Evidence supporting the multiple clinical benefits of SGLT2 inhibitors and GLP-1 receptor agonists has outpaced their effective implementation in clinical practice, according to the American Heart Association.
An AHA scientific statement, Cardiorenal Protection With the Newer Antidiabetic Agents in Patients With Diabetes and Chronic Kidney Disease, said the antihyperglycaemic agents are typically only initiated by GPs or endocrinologists for their patients with diabetes.
Yet the evidence is clear that they also have a role beyond diabetes.
“Given the well-proven CVD and CKD benefits from these drug classes in RCTs, there is an urgent need to incorporate multidisciplinary care in the identification of high-risk patients who may benefit from these agents.”
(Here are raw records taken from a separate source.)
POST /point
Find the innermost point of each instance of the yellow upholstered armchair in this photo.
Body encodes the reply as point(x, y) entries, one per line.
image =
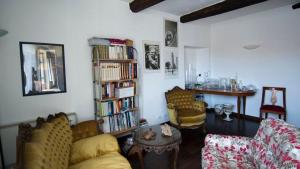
point(184, 111)
point(54, 144)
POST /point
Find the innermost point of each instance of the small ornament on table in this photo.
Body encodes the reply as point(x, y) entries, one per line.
point(149, 135)
point(166, 130)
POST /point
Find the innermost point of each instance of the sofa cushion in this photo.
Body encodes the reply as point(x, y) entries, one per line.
point(49, 147)
point(112, 160)
point(219, 158)
point(92, 147)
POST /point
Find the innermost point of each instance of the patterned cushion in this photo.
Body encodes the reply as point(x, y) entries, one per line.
point(276, 145)
point(218, 158)
point(50, 146)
The AHA called for multidisciplinary efforts from primary care physicians, cardiologists, nephrologists, endocrinologists, pharmacists, advanced practitioners, and other allied health professionals toward providing targeted therapies for CVD and CKD risk reduction in patients with T2D.
As an example of the growing evidence for the agents, the DAPA-CKD trial has recently reported that dapagliflozin significantly reduces the risk of a composite of a sustained decline in the estimated GFR of at least 50%, end-stage kidney disease, or death from renal or cardiovascular causes in patients with chronic kidney disease, regardless of the presence or absence of diabetes.
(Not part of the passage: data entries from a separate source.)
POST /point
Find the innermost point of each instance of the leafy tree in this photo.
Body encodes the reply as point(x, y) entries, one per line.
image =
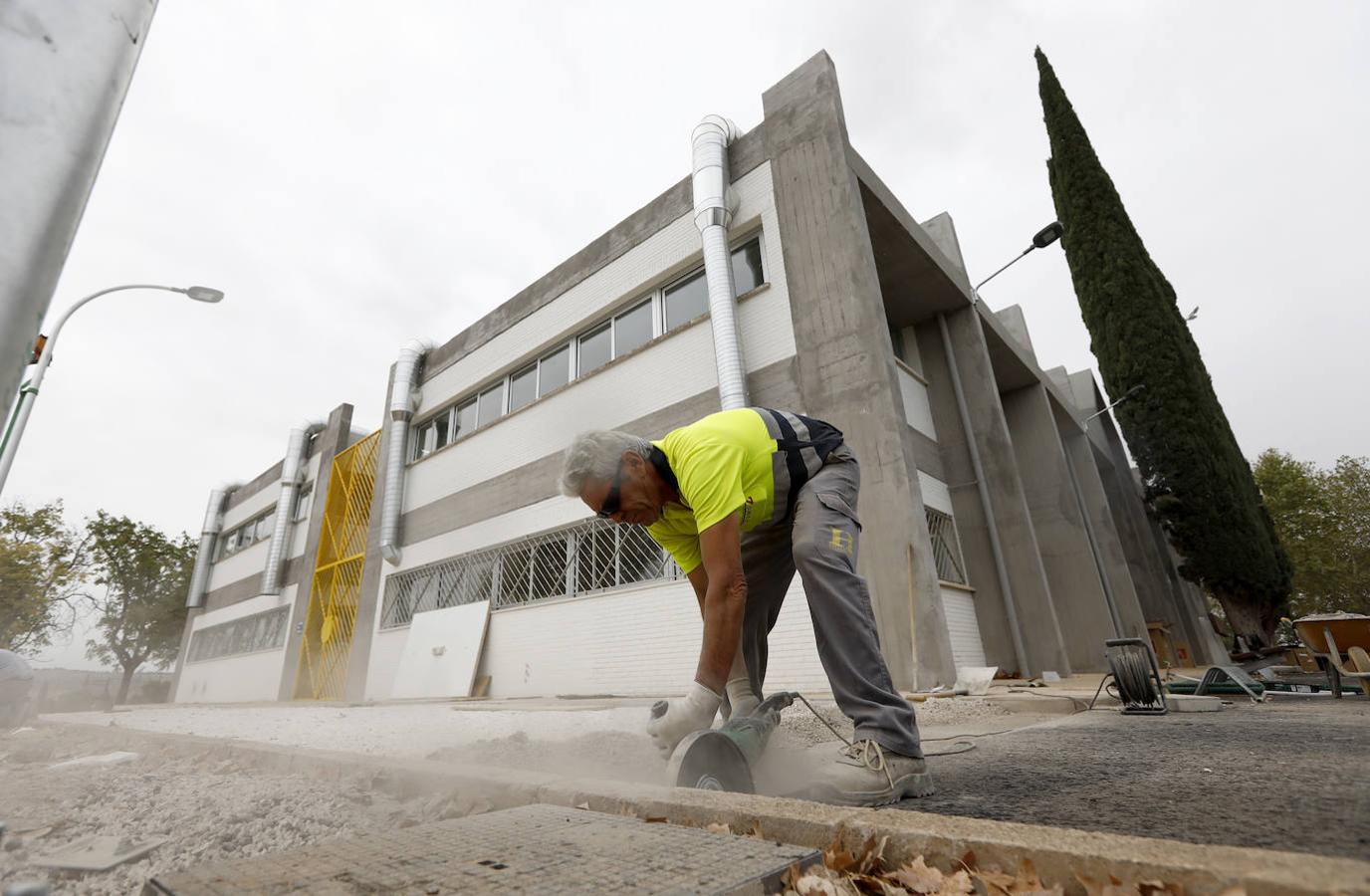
point(145, 575)
point(44, 564)
point(1323, 520)
point(1195, 477)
The RCT, published in the NEJM, comprised more than 4,000 patients from 386 sites across 21 countries randomised to either dapagliflozin (10 mg once daily) or placebo.
The primary composite outcome occurred in 9.2% of the dapagliflozin group compared to 14.5% in the control group (HR 0.61; p<0.001). The event rates for all individual components of the composite outcome also favoured dapagliflozin.
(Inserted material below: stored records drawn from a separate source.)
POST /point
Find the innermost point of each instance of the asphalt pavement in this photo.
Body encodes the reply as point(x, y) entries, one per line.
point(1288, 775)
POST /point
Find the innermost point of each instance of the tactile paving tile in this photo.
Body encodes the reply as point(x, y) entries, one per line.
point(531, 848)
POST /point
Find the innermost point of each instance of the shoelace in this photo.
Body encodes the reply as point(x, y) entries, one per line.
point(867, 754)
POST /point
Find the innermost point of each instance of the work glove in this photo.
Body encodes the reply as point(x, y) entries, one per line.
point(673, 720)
The number of participants who needed to be treated during the trial period to prevent one primary outcome event was 19 (95% CI, 15 to 27).
“Our trial confirms that the kidney protective effects of SGLT2 inhibitors extend to the broader population of persons with chronic kidney disease without type 2 diabetes, for whom ACE inhibitors are the only pharmacologic treatments that have been shown to prevent kidney failure,” the study said.
Commenting on the DAPA-CKD study, Associate Professor Meg Jardine from The George Institute for Global Health, said dapagliflozin’s benefits were shown to include a 44% reduction in the progression of kidney disease, a 29% reduction in hospital admissions for heart failure or deaths from a cardiovascular cause, and a 31% reduction in deaths from any cause.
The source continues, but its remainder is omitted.